"With deep sorrow, we announce that our father, Mario Vargas Llosa, has passed away today in Lima, in silence and surrounded by his family", writes his eldest son Alvaro in a statement on X.
Together with another future Nobel laureate, Gabriel García Márquez – with whom he was sometimes at odds – Mario Vargas Llosa revitalized Latin American literature in the 1960s and 1970s, emphasizes his Swedish publisher.
The early books are actually incredible, you see this young author – what power he had in his prose! But what impresses me is that he continued to maintain a high level throughout his career, says Håkan Bravinger.
Mario Vargas Llosa received the Nobel Prize in 2010, which he then described as "a wonderful surprise".
I thought I was forgotten by the Swedish Academy and I didn't even know that the prize winner was announced this month, he said to TT after the announcement.
"Making a difference"
As a young man, Mario Vargas Llosa used writing as a form of resistance, first against his authoritarian father, then against a repressive political system.
Writing is a way to make a difference. Literature is always a way to say no, to oppose conformity. To introduce nuances and discrepancies, that is literature's task, he said in an interview with TT in 2011.
Among the most acclaimed novels is "Aunt Julia and the Scriptwriter" from 1977, which partly builds on his first marriage – as a young man, he married a woman ten years his senior.
He received the Nobel Prize for his "mapping of power structures and sharp images of individual resistance, revolt and defeat" – something that is easy to apply to "The Feast of the Goat" (2000), a political thriller set in the Dominican Republic during the reign of terror of dictator Rafael Leonidas Trujillo.

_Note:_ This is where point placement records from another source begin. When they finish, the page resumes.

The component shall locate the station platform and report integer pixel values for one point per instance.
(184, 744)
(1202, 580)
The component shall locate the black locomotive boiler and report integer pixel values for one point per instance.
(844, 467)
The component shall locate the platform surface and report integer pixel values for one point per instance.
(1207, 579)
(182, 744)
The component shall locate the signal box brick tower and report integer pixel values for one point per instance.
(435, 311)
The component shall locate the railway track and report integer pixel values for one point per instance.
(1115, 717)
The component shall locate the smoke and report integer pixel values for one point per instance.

The novel is often described as one of Llosa's finest works.
Presidential election
Vargas Llosa also had a strong political commitment and was described in the 1980s as neoliberal. In 1990, he ran in the presidential election in Peru but lost and decided to devote himself to literature full-time.
I think he was a bit of a "larger than life person", says Håkan Bravinger.
Peru was quite chaotic at the time. There were several movements that might have tempted him to believe that he, with his connections, could set everything right.
Mario Vargas Llosa was born in 1936 in Arequipa, Peru.
As a young man, he studied law and literature in Lima and Madrid. In 1959, he moved to Paris, where he worked as a language teacher and journalist. In later years, he lived in Barcelona, Madrid, Paris, and London.
He debuted in 1959. The international breakthrough came with "The City and the Dogs" in 1963. In Peru, the book was perceived as controversial because it was based on experiences from the military academy and was strongly critical of the military establishment.
In 1975, Mario Vargas Llosa was elected to the Peruvian Academy.
In 1990, he ran as a presidential candidate for Fredemo in Peru, but lost the election.
In 1994, he was elected to the Spanish Academy.
In an interview with El País, he stated that he was a big fan of Stieg Larsson's Millennium trilogy. He emphasized, however, that his admiration did not build on literary qualities but on the skillfully crafted characters, with Lisbeth Salander at the forefront.